In der Tat spielen im Neuen Testament in der Verkündigung Jesu vom Anbruch des Reiches Gottes Lebensformen eine nur untergeordnete Rolle. Ja, es kann sogar sein, daß sie sich als Hindernis auf dem Weg der Nachfolge erweisen, so daß man ihnen Absage


erteilen muß: „Wer ist meine Mutter und meine Brüder? ….Wer Gottes Willen tut, der ist mein Bruder und meine Schwester und meine Mutter“ (Markus 3, 33 + 35). Und an anderer Stelle: „Laßt die Toten ihre Toten begraben; gehe du aber hin und verkündige das Reich Gottes!“ (Lukas 9, 60).
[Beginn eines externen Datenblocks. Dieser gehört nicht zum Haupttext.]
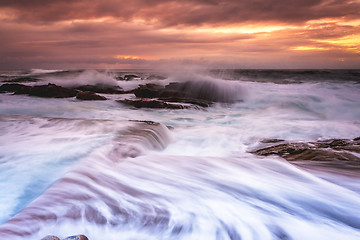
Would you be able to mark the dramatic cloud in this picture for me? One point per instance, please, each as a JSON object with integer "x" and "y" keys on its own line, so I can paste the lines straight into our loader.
{"x": 141, "y": 33}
So wird der Familienbegriff im Neuen Testament durch Jesus selber relativiert. Andererseits gibt es aber auch keine definitive Absage an die Familie. Klares Regulativ für jegliches Zusammenleben von Menschen ist bei Jesus und im übrigen Neuen Testament die Liebe (Agape). Sie ist das Maß für die Formen menschlichen Zusammenlebens. Im Blick auf die Kinder darf man getrost sagen, daß Jesus geradezu revolutionär über Kinder denkt: „Lasset die Kinder zu mir kommen und wehret ihnen nicht; denn solcher ist das Reich Gottes. Wahrlich, ich sage euch: Wer das Reich Gottes nicht empfängt wie ein Kind, der wird nicht hineinkommen.“ (Markus 10, 14 + 15)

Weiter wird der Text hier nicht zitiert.